WILLIAMSON COUNTY - Taxpayers in Williamson County are likely to pay a hefty tab as commissioners defend themselves against a civil rights lawsuit.
KXAN’s investigation revealed commissioners asked questions of candidates for the Precinct 3 Constable post that raised eyebrows and caught the attention of civil rights advocates.
Robert Lloyd was among those interviewed for the vacated constable post. Represented by lawyers with the Texas Civil Rights Project, KXAN reported Lloyd filed a lawsuit in June.
“The majority of the interview took place asking me what my political affiliation was, my views on abortion, my views on gay marriage, long conversation about my religion,” Lloyd told KXAN.
At their July 1 meeting, Williamson County commissioners unanimously agreed to hire the law firm Bracewell Giuliani to represent them against Robert Lloyd's lawsuit.
In an email statement, a Williamson County spokesperson tells KXAN "it is standard for them to hire outside counsel to get expertise or just additional assistance due to the workload of the county attorney's Office."
When asked how Commissioners chose Bracewell Giuliani to represent them, the spokesperson wrote "the County Attorney's Office had recommended the firm due to their expertise in Constitutional law."
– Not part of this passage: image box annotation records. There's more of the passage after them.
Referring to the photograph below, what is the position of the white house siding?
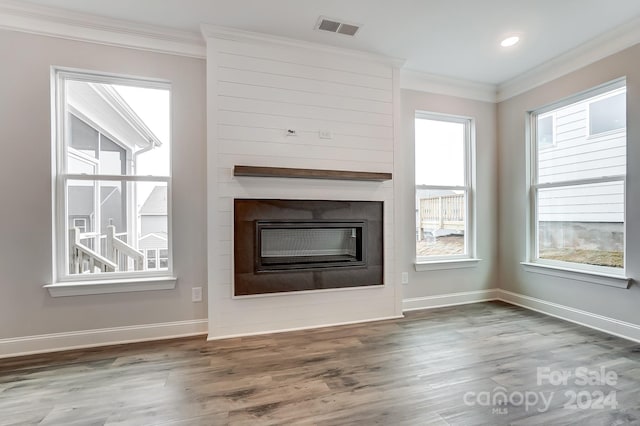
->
[205,30,401,338]
[538,98,626,223]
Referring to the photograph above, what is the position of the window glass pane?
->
[415,118,465,186]
[536,90,627,183]
[158,249,169,269]
[67,180,169,274]
[589,93,627,135]
[416,189,466,257]
[66,80,170,176]
[100,135,127,175]
[538,181,624,268]
[69,114,98,158]
[67,181,99,250]
[67,149,97,175]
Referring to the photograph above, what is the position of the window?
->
[531,81,627,274]
[536,114,556,150]
[54,69,171,282]
[415,112,473,263]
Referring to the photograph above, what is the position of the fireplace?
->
[234,199,383,296]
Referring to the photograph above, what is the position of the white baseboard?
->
[0,319,208,358]
[497,289,640,343]
[402,288,498,312]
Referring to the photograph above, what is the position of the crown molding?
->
[200,24,405,68]
[0,0,206,58]
[400,69,497,102]
[497,17,640,102]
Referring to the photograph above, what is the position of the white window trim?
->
[520,77,631,282]
[413,111,481,272]
[520,261,631,289]
[413,258,482,272]
[44,67,177,297]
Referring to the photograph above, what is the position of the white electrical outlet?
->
[191,287,202,302]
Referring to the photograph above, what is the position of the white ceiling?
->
[18,0,640,84]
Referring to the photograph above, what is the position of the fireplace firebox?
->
[234,199,383,296]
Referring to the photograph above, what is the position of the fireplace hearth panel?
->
[234,199,383,296]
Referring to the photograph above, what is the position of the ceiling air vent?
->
[316,16,360,36]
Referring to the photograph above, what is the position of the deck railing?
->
[69,225,145,274]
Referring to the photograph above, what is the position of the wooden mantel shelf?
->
[233,166,392,182]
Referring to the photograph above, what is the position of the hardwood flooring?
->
[0,302,640,426]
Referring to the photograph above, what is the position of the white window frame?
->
[44,67,176,297]
[522,78,629,288]
[536,113,557,150]
[412,111,480,271]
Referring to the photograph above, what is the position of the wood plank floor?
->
[0,302,640,426]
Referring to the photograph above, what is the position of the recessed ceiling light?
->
[500,36,520,47]
[316,16,360,36]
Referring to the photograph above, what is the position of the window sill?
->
[44,277,177,297]
[414,259,482,272]
[520,262,631,288]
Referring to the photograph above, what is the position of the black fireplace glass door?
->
[255,220,367,272]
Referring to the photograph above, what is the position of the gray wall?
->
[0,31,207,339]
[394,90,498,299]
[498,45,640,324]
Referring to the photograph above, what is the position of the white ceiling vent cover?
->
[316,16,360,36]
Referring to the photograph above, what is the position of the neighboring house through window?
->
[415,112,474,263]
[139,185,169,270]
[54,69,171,282]
[530,80,627,274]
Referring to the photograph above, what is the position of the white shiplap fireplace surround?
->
[203,26,402,339]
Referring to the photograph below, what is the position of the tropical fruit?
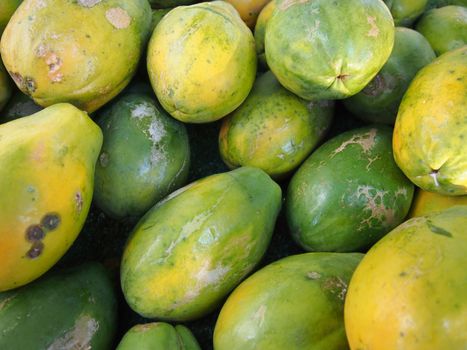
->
[94,93,190,218]
[147,1,256,123]
[344,206,467,350]
[408,189,467,218]
[393,46,467,196]
[344,27,436,124]
[214,253,363,350]
[265,0,394,100]
[384,0,428,27]
[219,72,334,179]
[0,0,151,112]
[286,126,414,252]
[0,263,117,350]
[121,167,281,321]
[0,104,102,290]
[416,5,467,56]
[117,322,201,350]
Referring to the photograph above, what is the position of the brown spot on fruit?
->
[105,7,131,29]
[41,213,60,231]
[26,241,44,259]
[26,225,45,242]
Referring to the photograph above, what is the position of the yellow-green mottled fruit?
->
[265,0,394,100]
[120,167,281,321]
[147,1,256,123]
[393,46,467,196]
[0,0,151,112]
[0,104,102,291]
[0,0,22,35]
[344,206,467,350]
[219,72,334,179]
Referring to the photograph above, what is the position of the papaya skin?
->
[0,104,102,291]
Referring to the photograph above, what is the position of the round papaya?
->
[286,126,414,252]
[214,253,363,350]
[265,0,394,100]
[94,93,190,218]
[416,5,467,56]
[0,103,102,292]
[344,206,467,350]
[0,0,151,113]
[147,1,256,123]
[219,72,333,179]
[121,167,281,321]
[393,46,467,196]
[344,27,436,124]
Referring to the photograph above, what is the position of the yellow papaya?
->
[0,103,102,291]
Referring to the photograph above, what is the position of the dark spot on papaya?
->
[26,225,45,242]
[26,241,44,259]
[41,213,60,231]
[426,220,452,238]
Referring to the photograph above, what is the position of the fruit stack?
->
[0,0,467,350]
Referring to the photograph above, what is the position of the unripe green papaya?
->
[121,167,281,321]
[0,263,117,350]
[0,103,102,291]
[117,322,201,350]
[94,93,190,218]
[0,0,151,112]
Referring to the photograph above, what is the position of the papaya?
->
[147,1,257,123]
[219,72,334,179]
[384,0,428,27]
[393,46,467,196]
[344,206,467,350]
[265,0,394,100]
[416,4,467,56]
[0,262,117,350]
[254,0,276,67]
[286,125,414,252]
[0,0,23,35]
[0,103,102,291]
[214,253,363,350]
[94,93,190,218]
[408,189,467,218]
[117,322,201,350]
[0,0,151,113]
[120,167,281,321]
[343,27,436,125]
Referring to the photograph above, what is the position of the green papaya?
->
[94,93,190,218]
[286,126,414,252]
[219,72,334,179]
[0,263,117,350]
[0,0,151,113]
[121,167,281,321]
[0,103,102,291]
[214,253,363,350]
[117,322,201,350]
[416,5,467,56]
[344,27,436,125]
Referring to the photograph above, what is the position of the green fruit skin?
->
[344,27,436,125]
[0,0,151,113]
[0,0,23,35]
[117,322,201,350]
[416,6,467,56]
[265,0,394,100]
[219,72,334,179]
[147,1,257,123]
[94,93,190,218]
[384,0,428,27]
[0,263,117,350]
[214,253,363,350]
[121,167,281,321]
[286,126,414,252]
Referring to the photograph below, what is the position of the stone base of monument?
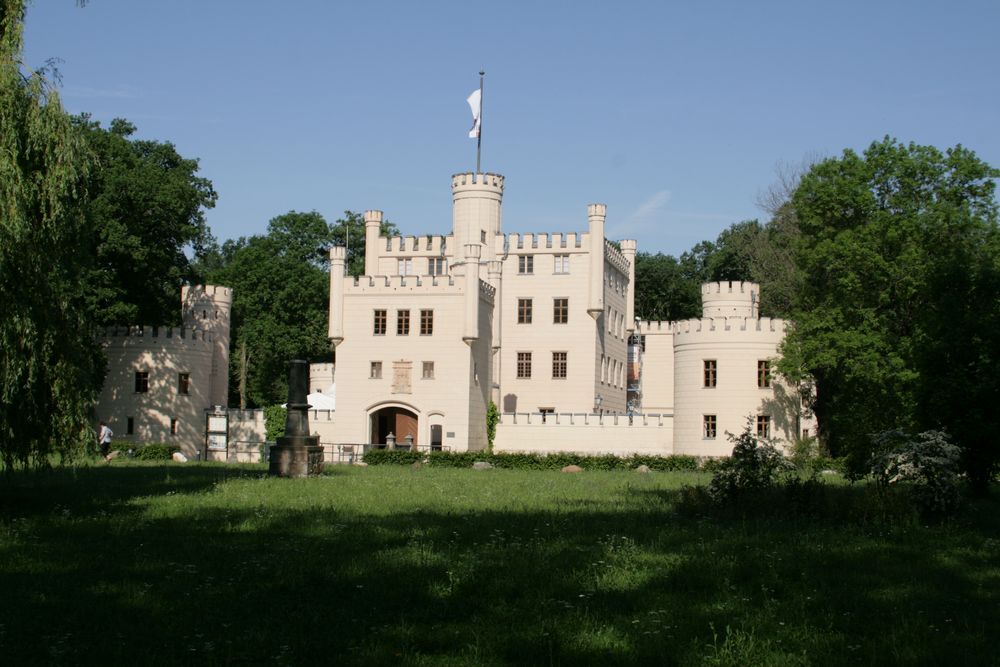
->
[267,435,323,477]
On July 9, lead counsel on the case for Bracewell Giuliani sent commissioners a letter detailing several aspects of their attorney-client agreement. Jay Aldis included standard fees for the attorneys and staff involved in the case:
- $350 per hour for Aldis, a partner with the firm.
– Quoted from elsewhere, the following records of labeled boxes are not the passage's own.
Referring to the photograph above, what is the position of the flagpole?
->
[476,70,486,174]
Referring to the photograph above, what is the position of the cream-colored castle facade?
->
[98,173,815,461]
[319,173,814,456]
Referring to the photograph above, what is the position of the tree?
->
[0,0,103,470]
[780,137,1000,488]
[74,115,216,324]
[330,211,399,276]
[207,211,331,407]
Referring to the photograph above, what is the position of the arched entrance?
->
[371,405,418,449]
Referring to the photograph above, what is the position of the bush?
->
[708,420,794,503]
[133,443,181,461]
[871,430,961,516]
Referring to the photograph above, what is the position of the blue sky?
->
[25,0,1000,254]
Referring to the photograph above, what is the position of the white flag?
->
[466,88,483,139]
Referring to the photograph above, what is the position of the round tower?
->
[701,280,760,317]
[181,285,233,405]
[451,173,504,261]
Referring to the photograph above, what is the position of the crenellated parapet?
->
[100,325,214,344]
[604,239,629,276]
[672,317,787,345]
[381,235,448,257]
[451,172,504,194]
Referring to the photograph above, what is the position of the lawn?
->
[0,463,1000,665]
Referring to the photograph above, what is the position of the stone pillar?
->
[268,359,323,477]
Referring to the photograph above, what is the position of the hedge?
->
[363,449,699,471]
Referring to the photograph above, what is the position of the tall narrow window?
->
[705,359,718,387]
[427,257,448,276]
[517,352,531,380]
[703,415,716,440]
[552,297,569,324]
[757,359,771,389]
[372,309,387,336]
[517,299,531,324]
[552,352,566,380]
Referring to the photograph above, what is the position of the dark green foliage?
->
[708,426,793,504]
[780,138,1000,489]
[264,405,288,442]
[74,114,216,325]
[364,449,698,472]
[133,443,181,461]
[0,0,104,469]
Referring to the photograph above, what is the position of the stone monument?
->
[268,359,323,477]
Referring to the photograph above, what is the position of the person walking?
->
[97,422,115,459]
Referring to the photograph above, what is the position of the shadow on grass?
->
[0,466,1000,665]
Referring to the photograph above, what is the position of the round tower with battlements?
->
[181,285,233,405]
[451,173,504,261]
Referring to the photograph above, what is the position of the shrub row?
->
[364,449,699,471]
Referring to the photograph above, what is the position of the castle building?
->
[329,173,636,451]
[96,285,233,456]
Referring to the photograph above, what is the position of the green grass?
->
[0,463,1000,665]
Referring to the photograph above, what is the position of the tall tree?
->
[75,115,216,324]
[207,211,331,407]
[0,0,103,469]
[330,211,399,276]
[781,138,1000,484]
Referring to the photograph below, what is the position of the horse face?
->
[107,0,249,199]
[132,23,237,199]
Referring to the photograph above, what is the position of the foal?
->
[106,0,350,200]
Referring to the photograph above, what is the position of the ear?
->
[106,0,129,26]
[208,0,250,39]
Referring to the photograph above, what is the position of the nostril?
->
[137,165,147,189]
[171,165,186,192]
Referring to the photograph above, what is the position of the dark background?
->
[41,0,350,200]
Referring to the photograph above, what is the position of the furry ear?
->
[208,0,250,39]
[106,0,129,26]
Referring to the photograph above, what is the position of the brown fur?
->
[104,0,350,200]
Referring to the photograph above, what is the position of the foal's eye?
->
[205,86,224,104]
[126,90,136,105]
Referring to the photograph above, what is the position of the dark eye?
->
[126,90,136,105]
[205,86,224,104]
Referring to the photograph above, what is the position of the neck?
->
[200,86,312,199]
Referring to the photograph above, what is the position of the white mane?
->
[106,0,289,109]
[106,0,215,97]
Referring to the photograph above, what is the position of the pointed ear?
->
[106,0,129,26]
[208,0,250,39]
- $275 an hour for an associate attorney
- $175 dollars an hour for the work of a paralegal.
The letter details a litany of other potential costs and states: “...any estimate is subjcct to the understanding that, unless we agree otherwise in writing, it does not represent a maximum, minimum, or fixed-fee quotation. The ultimate cost frequently is more or less than the amount estimated.”
KXAN will keep tabs on the amount taxpayers are billed in defending the lawsuit and keep you posted as the lawsuit proceeds.